Are you getting ready to buy a house and wondering about how your student loans might be a problem? There's no need to worry because there are several ways to address the situation and come out with the home loan you need and want. But first, it's important to consider five concepts that directly impact your chances for homeownership, all of which are related to education debt. Here's a look at five key concepts you need to understand in order to get the home you want.
Common Homeownership Hurdles
For the vast majority of people getting ready to purchase a first or second home, the big question marks are income, credit, and savings (for a down payment). Student loans affect all three areas, which makes them a key part of the solution. Lenders look at how much money you have in terms of debt-to-income. They also check your credit scores at all the bureaus and ask about how you intend to cover the down payment. Having sufficient savings solves the down payment requirement, but credit scores and debt-to-income figures can be significantly affected by student debt obligations. Plus, if you're having to put every extra penny toward education loans, it's pretty hard to build up savings for a down payment.

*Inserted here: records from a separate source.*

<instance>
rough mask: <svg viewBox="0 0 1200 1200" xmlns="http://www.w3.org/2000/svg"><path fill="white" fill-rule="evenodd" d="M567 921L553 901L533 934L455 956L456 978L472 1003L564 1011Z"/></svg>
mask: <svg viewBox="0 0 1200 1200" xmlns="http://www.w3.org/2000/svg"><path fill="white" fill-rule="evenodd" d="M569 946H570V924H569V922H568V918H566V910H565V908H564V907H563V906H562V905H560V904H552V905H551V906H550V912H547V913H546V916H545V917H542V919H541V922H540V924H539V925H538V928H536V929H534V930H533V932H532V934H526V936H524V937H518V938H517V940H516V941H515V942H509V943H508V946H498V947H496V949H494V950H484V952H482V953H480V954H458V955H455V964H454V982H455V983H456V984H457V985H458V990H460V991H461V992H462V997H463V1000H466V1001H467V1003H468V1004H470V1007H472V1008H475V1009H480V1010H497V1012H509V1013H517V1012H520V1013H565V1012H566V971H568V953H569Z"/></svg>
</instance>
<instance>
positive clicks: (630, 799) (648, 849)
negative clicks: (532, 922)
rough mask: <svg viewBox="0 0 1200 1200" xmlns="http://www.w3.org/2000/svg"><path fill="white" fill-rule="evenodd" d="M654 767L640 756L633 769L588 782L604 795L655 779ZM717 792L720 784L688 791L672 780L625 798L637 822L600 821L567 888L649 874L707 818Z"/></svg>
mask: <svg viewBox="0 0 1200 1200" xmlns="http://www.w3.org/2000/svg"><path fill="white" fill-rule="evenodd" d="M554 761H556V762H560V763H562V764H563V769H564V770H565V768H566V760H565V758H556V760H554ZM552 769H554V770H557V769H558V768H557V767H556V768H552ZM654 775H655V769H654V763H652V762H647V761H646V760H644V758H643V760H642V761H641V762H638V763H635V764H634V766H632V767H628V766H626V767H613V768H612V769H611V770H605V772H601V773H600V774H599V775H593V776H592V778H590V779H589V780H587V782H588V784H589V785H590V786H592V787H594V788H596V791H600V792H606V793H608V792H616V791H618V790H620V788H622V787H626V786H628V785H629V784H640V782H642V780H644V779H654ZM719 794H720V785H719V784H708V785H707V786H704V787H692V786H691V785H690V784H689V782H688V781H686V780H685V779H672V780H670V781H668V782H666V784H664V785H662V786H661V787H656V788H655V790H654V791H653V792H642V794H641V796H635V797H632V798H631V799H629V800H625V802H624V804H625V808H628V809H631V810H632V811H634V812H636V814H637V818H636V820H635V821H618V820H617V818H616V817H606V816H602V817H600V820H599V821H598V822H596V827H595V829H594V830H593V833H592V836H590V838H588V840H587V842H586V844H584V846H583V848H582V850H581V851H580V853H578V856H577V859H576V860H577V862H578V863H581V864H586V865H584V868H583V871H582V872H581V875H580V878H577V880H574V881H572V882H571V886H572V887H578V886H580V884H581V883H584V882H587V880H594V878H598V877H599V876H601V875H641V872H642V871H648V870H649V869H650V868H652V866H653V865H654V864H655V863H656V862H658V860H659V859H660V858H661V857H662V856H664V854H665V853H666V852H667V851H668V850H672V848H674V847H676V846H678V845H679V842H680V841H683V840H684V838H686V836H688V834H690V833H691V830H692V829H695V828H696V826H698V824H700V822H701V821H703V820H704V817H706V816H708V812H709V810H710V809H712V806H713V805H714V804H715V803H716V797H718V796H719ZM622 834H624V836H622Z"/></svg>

How Student Debt Affect Your Credit
The debt-to-income ratio is a vital piece of your overall financial picture. It often counts you in or out for mortgage qualification. If you consolidate loans and end up with lower monthly payments, then you automatically improve the DTI ratio without having to earn more money, get a raise, or take on a second job. If you have missed student loan payments in the past, your credit might be negatively affected. Be careful to keep up with all obligations, both long-term and short-term.
Consolidation is an Effective Remedy
There's a very effective technique for improving your chance of qualifying for a mortgage. Do some quick research on how to take out a student loan consolidation. First, you'll have a chance to get a more favorable interest rate because your credit is probably better now than when you were a student. Second, better terms and lower monthly payments are usually part of the consolidation agreement. Finally, those lower monthly payments will make you more attractive to lenders who put a lot of weight on how much room you have in your budget.
Use the One-Year Method
If you're still having trouble qualifying for a mortgage even after doing a consolidation and cleaning up your scores, consider the one-year maneuver. That means taking one full year to cut expenses, work to increase your credit scores even more, pay off as much debt as possible (on student obligations as well), and save for a down payment.
How School Debt Helps You
Education loans do show up on bureau reports and while they can hurt you if you miss payments, they can help your scores if you pay on time. And when you consolidate, the new information will show up on reports about three to six months after you sign the new agreement.